2. The device of claim 1 wherein the first assembly further comprises plug means for providing a signal adapted to be transmitted to the surface of the well bore when the plug means is impacted by a portion of the impact piston of the first assembly indicating the actuation of the first primer assembly.

3. The device of claim 1, further comprising means for maintaining the delay means below a predetermined pressure as the combustive reaction proceeds.

4. The device of claim 1, wherein

the first and second combustive means are each disposed in a chamber.

5. The device of claim 4, wherein the device is adapted to be joined to a carrier of the explosive charge for actuating the charge.

6. A system for use in perforating a wall of a borehole extending from a ground level into the earth, comprising:

means for perforating the borehole wall in response to a stimulus;

means for supporting the perforating means adjacent a portion of the borehole wall to be perforated;

means for manipulating fluid pressure in the borehole from the ground level; and

means for providing the stimulus to the perforating means after expiration of a time delay, the time delay of the stimulus providing means being of sufficient duration to permit a reduction in fluid pressure through the use of the pressure manipulating means to any level desired at the time the perforating means is actuated to perforate the borehole wall through the use of at least a first and second time delay before the actuation of the perforating means.

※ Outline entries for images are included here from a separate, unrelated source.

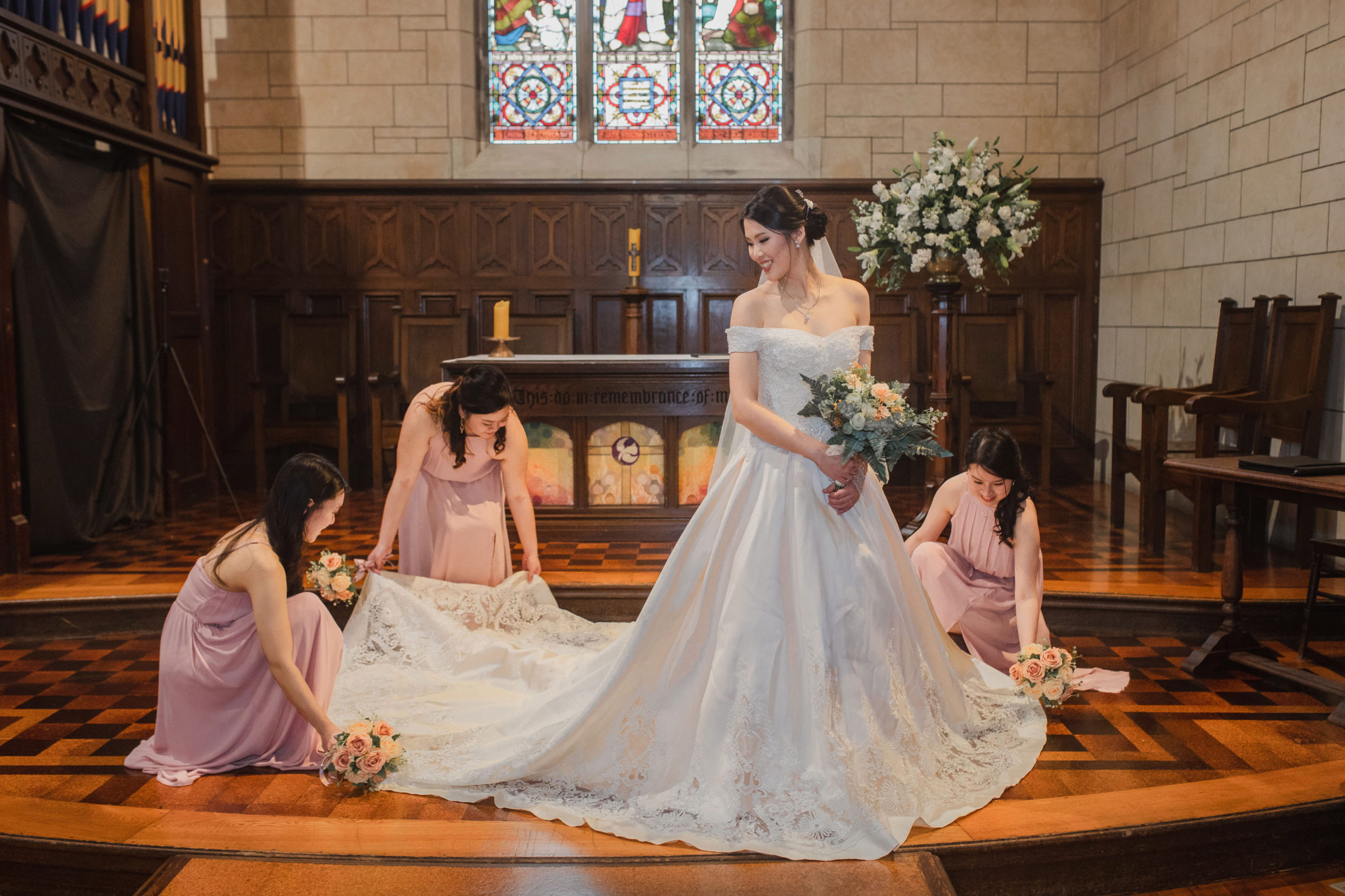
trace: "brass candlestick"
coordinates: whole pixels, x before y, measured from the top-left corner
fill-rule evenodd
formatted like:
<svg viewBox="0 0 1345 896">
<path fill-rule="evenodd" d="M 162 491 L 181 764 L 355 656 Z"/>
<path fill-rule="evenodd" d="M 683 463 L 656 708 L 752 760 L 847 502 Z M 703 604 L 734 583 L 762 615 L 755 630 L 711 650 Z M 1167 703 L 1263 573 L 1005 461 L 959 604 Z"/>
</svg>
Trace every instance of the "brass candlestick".
<svg viewBox="0 0 1345 896">
<path fill-rule="evenodd" d="M 518 336 L 487 336 L 486 341 L 495 343 L 495 348 L 491 349 L 490 357 L 514 357 L 512 349 L 510 349 L 510 343 L 516 343 Z"/>
</svg>

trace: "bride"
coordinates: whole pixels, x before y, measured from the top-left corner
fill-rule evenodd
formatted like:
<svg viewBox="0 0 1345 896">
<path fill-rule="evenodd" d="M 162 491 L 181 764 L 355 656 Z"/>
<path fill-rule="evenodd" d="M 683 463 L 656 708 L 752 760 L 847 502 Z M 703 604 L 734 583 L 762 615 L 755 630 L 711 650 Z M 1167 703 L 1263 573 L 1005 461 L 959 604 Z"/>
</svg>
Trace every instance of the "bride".
<svg viewBox="0 0 1345 896">
<path fill-rule="evenodd" d="M 866 290 L 810 254 L 830 257 L 826 215 L 765 187 L 742 231 L 763 279 L 728 329 L 737 434 L 639 619 L 586 622 L 518 575 L 371 576 L 331 715 L 404 731 L 383 787 L 656 844 L 878 858 L 1036 762 L 1040 705 L 948 641 L 882 490 L 798 416 L 800 373 L 873 349 Z"/>
</svg>

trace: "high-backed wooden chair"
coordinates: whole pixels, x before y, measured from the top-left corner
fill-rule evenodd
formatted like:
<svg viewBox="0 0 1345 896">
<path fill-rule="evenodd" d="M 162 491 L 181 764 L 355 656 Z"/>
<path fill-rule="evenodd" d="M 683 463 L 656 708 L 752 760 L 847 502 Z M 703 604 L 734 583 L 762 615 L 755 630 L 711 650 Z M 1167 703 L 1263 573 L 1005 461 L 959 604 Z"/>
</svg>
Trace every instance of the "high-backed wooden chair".
<svg viewBox="0 0 1345 896">
<path fill-rule="evenodd" d="M 1219 450 L 1219 430 L 1228 415 L 1251 422 L 1251 453 L 1267 454 L 1271 439 L 1293 442 L 1298 453 L 1317 457 L 1326 407 L 1326 377 L 1332 363 L 1332 329 L 1340 296 L 1322 293 L 1318 305 L 1275 305 L 1270 312 L 1270 352 L 1262 388 L 1233 395 L 1197 395 L 1186 412 L 1196 415 L 1196 457 Z M 1205 572 L 1212 566 L 1215 501 L 1213 486 L 1204 481 L 1193 489 L 1194 532 L 1192 567 Z M 1298 506 L 1298 549 L 1306 556 L 1315 514 Z"/>
<path fill-rule="evenodd" d="M 266 450 L 317 445 L 336 450 L 350 477 L 350 404 L 355 329 L 346 314 L 285 314 L 281 376 L 253 380 L 253 462 L 257 494 L 266 494 Z"/>
<path fill-rule="evenodd" d="M 955 453 L 974 431 L 995 426 L 1020 442 L 1041 447 L 1037 482 L 1050 488 L 1050 391 L 1056 380 L 1025 367 L 1024 309 L 1013 314 L 958 314 L 954 317 L 958 373 Z"/>
<path fill-rule="evenodd" d="M 441 361 L 467 356 L 467 347 L 472 344 L 471 322 L 471 312 L 402 314 L 398 318 L 397 369 L 369 377 L 370 446 L 375 489 L 383 488 L 385 453 L 397 449 L 408 403 L 422 388 L 440 382 Z"/>
<path fill-rule="evenodd" d="M 574 312 L 564 314 L 510 314 L 510 332 L 518 341 L 510 345 L 515 355 L 573 355 Z M 490 340 L 482 334 L 482 343 Z M 486 353 L 486 348 L 482 353 Z"/>
<path fill-rule="evenodd" d="M 1215 337 L 1215 359 L 1210 380 L 1188 388 L 1162 388 L 1137 383 L 1108 383 L 1102 394 L 1111 399 L 1111 524 L 1126 525 L 1126 476 L 1139 481 L 1139 544 L 1162 556 L 1167 525 L 1167 498 L 1171 489 L 1189 492 L 1194 481 L 1189 477 L 1171 478 L 1163 461 L 1173 454 L 1194 450 L 1193 443 L 1171 445 L 1169 439 L 1169 408 L 1182 407 L 1196 395 L 1223 395 L 1255 390 L 1262 383 L 1266 367 L 1267 309 L 1287 305 L 1287 296 L 1274 300 L 1256 296 L 1247 308 L 1239 308 L 1231 298 L 1219 301 L 1219 329 Z M 1127 438 L 1127 404 L 1141 406 L 1139 445 Z M 1221 415 L 1220 426 L 1237 431 L 1239 449 L 1251 453 L 1251 433 L 1243 418 Z"/>
</svg>

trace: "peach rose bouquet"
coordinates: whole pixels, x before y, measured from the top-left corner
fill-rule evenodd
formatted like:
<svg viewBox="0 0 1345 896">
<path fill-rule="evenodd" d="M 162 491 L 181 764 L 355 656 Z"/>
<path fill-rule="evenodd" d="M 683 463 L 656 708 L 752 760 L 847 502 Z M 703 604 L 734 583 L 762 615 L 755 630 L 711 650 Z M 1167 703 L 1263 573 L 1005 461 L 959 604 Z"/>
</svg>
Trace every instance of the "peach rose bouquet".
<svg viewBox="0 0 1345 896">
<path fill-rule="evenodd" d="M 308 564 L 308 583 L 317 588 L 319 596 L 331 603 L 355 603 L 359 586 L 355 584 L 355 564 L 335 551 L 323 555 Z"/>
<path fill-rule="evenodd" d="M 1009 677 L 1018 693 L 1040 700 L 1046 709 L 1059 707 L 1075 693 L 1075 660 L 1064 647 L 1029 643 L 1009 666 Z"/>
<path fill-rule="evenodd" d="M 346 782 L 355 790 L 377 790 L 378 783 L 401 764 L 401 735 L 383 719 L 360 719 L 336 735 L 323 756 L 317 776 L 324 785 Z"/>
</svg>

7. In a borehole, a method of perforating a wall of the borehole at a desired location and at a desired perforating pressure condition within the borehole adjacent the desired location, comprising:

positioning a perforating means adjacent the desired location;

a first time delayed combustive reaction;

a second time delayed combustive reaction in response to the first time delayed combustive reaction which, in turn, causes the performation of the wall of the borehole by the actuation of the perforating means; and thereafter,

reducing the pressure within the borehole adjacent the desired location from the initiating pressure condition to the desired perforating pressure condition prior to the perforation of the wall of the borehole.

8. The method of claim 7, further comprising signalling the initiation of the time delayed perforation from the perforating means to a location remote therefrom to indicate that the pressure adjacent the desired location should be reduced.

9. The method of claim 9, wherein the step of initiating the time delayed perforation comprises striking a combustion initiator with a striker.

10. The method of claim 7, wherein the step of signalling the initiation of the time delayed perforation comprises coupling the vibrational signal to a tubing string run from the surface of the bore hole to the perforating means.

11. The method of claim 7, wherein the step of altering the pressure within the borehole comprises reducing the pressure to a desired perforating pressure which is less than pressure in an earth formation surrounding the location of the wall to be perforated.

12. The method of claim 7, wherein the step of altering the pressure within the borehole comprises adjusting borehole pressure at the wellhead.

13. The method of claim 7, further comprising the step of detecting the signal indicating the initiation of the time delayed perforation before carrying out the step of reducing pressure within the borehole.

14. A device for actuating an explosive charge downhole in a well bore, comprising:

first means for providing a first initiation force;

first combustive delay means responsive to the initiation force;

second means for providing a second initiation force;

second combustive delay means responsive to the second initiation force for providing sufficient time for an operator to alter a first pressure condition to a second pressure condition desired at the time of explosive actuation; and

means for actuating the explosive charge in response to the actuation signal.